Sorry for the big words up there, but I had to get your attention. “Pulchritudinous proselytizing”, as I am using it, just means “beautiful spreading of the good news”. “Pulchritudinous” is simply a Latin-derived word (from pulchritudo) meaning, “beautiful”. But has anyone ever called you “pulchritudinous”? My Dad tried this on me once when I was a child, as did the English teacher Mr. Cyr last season on the NBC series Parenthood. In both cases, the recipient of the obscure compliment was not flattered, and in her lack of understanding, felt insulted. Big words can confuse people, and some people consider it great sport to do so. Consider, now, the word “proselytize”.

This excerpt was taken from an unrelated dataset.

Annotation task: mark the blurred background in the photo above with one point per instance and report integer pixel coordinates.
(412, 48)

Proselytize, according to Merriam-Webster, means, “to induce someone to convert to one’s faith”. It is derived from the Greek language prefix προσ- (toward) and the verb ἔρχομαι (to come) in the form of προσήλυτος (a new comer). So, the origin of the word has more to do with approaching a “newcomer”, which sounds nice and welcoming. In Christianity, the original implication of “proselytizing” was positive, but somehow, its meaning has become tainted with negativity. In common American English usage, the word now means, roughly, “to obnoxiously thump one’s Bible at people who would rather be left alone”. It is a fancy word that educated people use to disparage those who speak of their faith, especially if those people are Christians.
Isn’t this the context in which we first heard the word? It is a large missile lobbed at the foot soldiers of the gospel. As a child, adults told me not to “proselytize”. I had no idea what that meant at first, but it was a scary enough word that I immediately knew that it was something I wanted to avoid, if I wanted to be taken seriously by educated, polite people. Oh, and I did. There was an understanding that of course we would go to church, but what happened there was our private business, and we certainly didn’t need to tell anyone about it, if indeed we believed it. And there were plenty of reasons to wonder if these adults actually did believe.
Now, as a maturing Christian of a certain age, I know better. I know that had these nominal Christian adults of my youth cracked open that thick black book gathering dust on the shelf, they would have found that Romans 10 says, “How, then, can they call on the one they have not believed in? And how can they believe in the one of whom they have not heard? And how can they hear without someone preaching to them? And how can they preach unless they are sent? As it is written, 'How beautiful are the feet of those who bring good news!'”
We are unequivocally commanded to “bring the good news”. Yes, Jesus gave us the Great Commission in Matthew 28, which-surprise, hello, and good morning- is to proselytize. How can people have any idea what it means to know Jesus as your Savior unless you tell them? And even if they think that they know, do they really know? They may know what the Bible says, but do they also see how that looks in the life of a follower of Jesus?
Often, I think that I should have more non-Christian friends, because I can get too comfortable in my coterie and neglect the rest of the world. I have a long way to go as a proselytizer, a good news bringer, a welcomer of newcomers to the faith. I need to have more beautiful feet.